3.2.1. Confidence in medicine

Since 1973, the GSS has collected data about public confidence in medicine. Respondents were asked, ‘‘As far as the people running [the institution of medicine] are concerned, would you say you have a great deal of confidence, only some confidence, or hardly any confidence at all in them?’’ In the pooled sample including all 25 waves, about 48% of respondents reported having ‘‘a great deal of confidence;’’ 44% reported having ‘‘only some confidence;’’ and 8% reported having ‘‘hardly any confidence’’ in medicine. The proportion of the population who reported ‘‘a great deal of confidence’’ in medicine has decreased from 54% in 1973 and 62% in 1974 to 39% in 2008.

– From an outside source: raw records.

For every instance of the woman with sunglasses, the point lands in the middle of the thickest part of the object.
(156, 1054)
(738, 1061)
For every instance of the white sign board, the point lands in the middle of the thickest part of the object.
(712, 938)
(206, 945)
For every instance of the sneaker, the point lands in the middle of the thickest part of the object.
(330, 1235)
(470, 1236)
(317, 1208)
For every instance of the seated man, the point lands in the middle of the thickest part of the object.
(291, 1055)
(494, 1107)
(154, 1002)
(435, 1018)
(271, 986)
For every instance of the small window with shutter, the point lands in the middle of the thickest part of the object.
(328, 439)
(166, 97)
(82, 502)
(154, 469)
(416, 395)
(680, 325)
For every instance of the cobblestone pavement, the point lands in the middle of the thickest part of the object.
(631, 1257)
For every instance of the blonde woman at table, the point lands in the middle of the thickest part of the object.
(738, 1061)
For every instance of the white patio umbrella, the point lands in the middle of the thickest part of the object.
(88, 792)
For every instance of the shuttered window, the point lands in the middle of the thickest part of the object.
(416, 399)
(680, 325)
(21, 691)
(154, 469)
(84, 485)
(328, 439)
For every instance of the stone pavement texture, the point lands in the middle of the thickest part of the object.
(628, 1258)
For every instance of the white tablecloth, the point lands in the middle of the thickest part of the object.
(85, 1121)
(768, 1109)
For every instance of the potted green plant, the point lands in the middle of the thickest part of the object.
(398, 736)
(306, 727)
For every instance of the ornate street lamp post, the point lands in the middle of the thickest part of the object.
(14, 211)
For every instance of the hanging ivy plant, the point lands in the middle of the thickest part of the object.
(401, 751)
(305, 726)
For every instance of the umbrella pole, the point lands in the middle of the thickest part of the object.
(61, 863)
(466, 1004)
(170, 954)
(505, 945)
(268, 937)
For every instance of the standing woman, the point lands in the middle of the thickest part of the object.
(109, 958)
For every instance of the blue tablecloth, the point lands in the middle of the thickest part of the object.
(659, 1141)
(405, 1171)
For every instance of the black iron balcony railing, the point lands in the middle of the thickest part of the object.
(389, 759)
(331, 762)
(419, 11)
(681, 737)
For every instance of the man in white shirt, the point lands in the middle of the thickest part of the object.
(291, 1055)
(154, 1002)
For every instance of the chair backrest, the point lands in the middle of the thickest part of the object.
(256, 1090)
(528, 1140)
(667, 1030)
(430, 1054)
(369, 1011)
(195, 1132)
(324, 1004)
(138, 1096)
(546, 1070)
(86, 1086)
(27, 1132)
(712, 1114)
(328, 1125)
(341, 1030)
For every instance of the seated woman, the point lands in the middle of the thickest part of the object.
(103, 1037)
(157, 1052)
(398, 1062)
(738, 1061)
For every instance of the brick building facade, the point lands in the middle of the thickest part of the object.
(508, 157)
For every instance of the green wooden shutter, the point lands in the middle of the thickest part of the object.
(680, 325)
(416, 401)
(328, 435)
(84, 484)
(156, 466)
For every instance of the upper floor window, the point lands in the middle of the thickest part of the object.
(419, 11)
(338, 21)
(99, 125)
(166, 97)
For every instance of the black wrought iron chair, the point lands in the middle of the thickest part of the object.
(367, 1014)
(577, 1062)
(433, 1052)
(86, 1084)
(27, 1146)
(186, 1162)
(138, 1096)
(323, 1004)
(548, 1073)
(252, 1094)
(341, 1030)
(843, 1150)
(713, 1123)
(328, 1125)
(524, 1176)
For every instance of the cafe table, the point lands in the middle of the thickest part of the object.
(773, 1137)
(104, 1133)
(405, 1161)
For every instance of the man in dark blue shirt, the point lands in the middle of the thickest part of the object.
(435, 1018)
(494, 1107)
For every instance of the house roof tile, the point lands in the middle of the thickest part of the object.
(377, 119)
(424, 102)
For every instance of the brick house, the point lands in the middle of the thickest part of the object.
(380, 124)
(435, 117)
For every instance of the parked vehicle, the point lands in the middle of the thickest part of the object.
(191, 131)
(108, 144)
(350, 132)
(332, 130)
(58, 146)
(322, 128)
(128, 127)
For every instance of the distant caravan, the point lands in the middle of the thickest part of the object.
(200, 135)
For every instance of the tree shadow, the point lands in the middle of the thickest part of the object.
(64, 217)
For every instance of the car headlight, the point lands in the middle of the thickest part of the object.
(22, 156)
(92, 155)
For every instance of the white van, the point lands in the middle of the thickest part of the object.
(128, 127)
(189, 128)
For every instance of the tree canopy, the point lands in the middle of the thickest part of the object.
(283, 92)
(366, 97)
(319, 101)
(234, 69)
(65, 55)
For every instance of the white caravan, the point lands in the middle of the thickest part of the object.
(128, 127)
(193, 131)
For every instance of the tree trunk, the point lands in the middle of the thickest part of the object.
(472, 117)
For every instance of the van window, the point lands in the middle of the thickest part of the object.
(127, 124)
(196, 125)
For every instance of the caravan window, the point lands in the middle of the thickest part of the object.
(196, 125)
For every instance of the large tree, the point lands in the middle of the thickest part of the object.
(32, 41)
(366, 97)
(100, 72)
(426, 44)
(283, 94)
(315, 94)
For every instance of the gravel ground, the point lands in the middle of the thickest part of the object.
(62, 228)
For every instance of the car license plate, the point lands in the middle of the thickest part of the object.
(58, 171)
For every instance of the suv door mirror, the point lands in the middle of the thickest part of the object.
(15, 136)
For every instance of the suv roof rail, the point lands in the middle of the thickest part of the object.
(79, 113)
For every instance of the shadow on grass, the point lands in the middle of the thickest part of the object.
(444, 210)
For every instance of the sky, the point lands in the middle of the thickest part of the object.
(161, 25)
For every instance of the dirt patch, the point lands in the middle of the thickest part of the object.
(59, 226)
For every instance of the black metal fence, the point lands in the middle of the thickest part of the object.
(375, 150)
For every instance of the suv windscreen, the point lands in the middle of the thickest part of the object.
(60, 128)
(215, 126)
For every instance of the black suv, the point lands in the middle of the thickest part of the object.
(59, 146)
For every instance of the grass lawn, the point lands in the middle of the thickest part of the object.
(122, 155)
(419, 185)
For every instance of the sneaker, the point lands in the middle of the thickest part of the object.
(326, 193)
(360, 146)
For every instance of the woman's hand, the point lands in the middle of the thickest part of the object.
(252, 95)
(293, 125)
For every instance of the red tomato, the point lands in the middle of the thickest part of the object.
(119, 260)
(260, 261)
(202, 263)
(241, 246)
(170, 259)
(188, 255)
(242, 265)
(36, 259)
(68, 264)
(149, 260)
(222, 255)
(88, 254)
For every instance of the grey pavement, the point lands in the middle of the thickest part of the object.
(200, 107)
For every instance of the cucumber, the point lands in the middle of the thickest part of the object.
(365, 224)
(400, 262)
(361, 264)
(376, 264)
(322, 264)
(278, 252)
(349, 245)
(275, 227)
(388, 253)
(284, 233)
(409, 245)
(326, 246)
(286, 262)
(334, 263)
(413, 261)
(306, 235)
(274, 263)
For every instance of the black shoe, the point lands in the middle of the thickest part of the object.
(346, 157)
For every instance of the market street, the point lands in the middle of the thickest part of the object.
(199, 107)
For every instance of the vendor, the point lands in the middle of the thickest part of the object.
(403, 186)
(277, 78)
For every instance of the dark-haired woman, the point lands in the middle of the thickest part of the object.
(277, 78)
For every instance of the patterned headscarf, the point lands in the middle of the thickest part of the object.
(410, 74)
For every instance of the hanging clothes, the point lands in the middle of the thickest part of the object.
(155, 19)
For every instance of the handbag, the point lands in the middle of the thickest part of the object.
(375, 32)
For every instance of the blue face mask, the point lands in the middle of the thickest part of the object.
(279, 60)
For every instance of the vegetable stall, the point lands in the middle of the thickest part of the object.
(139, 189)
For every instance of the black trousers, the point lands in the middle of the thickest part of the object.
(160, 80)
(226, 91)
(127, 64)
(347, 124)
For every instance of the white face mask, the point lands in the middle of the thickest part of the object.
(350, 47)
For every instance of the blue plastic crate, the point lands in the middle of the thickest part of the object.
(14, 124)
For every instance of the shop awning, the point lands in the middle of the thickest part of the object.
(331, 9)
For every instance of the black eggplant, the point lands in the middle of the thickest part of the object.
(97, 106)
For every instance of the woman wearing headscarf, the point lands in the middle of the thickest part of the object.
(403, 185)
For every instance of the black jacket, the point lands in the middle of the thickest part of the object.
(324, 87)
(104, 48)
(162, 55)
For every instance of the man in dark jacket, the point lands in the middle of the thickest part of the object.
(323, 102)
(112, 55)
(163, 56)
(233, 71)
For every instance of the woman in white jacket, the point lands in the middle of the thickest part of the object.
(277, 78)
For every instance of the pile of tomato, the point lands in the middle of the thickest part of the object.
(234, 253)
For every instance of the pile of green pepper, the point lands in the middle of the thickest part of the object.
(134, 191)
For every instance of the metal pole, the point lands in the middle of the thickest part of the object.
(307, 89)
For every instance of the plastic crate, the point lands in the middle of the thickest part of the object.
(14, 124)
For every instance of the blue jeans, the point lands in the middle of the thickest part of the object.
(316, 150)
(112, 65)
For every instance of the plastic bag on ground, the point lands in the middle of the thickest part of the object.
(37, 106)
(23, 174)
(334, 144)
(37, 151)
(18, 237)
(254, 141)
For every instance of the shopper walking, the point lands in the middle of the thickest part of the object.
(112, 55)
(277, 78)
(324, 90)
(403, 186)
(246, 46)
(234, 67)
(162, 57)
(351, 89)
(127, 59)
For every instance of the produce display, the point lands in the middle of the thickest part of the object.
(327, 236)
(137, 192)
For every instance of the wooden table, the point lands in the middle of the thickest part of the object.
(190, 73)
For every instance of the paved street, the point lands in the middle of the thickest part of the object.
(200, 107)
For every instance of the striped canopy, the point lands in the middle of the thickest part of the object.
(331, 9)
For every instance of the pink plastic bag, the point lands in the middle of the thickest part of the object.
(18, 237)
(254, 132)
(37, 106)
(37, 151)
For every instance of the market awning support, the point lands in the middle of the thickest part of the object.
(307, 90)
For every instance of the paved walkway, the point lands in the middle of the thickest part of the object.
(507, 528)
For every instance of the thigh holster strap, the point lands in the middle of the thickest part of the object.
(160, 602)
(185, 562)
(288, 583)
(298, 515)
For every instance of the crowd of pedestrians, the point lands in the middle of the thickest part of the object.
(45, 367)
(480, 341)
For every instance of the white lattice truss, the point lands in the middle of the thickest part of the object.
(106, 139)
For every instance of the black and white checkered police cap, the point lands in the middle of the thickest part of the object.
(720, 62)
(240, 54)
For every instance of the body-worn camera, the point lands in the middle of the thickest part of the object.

This link is a link to variables in ICPSR paired with the question asked (e.g. I trust my doctor's judgments about my medical care.  I prefer to rely on my doctor's knowledge and not try to find out about my condition on my own.)

https://www.icpsr.umich.edu/web/ICPSR/studies/35536/variables?q=doctor

Others:

M7.CONFIDENCE IN MEDICINE

(Would you say you have a great deal of confidence, only some confidence, or hardly any confidence at all in the people running) medicine?

Taken from: Survey of Consumer Attitudes and Behavior, June 2004.

CONMEDIC

CONFIDENCE IN MEDICINE

As far as the people running these institutions are concerned, would you say you have a great deal of confidence, only some confidence, or hardly any confidence at all in them? Medicine

Taken from: General Social Survey, 2012 Merged Data, Including a Cultural Module [United States].

 

I found these by using the variable search in ICPSR. https://www.icpsr.umich.edu/web/pages/ICPSR/ssvd/

Things like doctor, confidence, trust, medicine

I would then limit to surveys/series for the United States, like GSS.

I also did a big control F (find) in the GSS Code book to see what was there.  I'm attaching it.    It's huge, so you definitely want to use your computers find feature

All this to say, when I look at articles that talk about people's attitudes toward medical authority, they seem to mention GSS and the questions about confidence.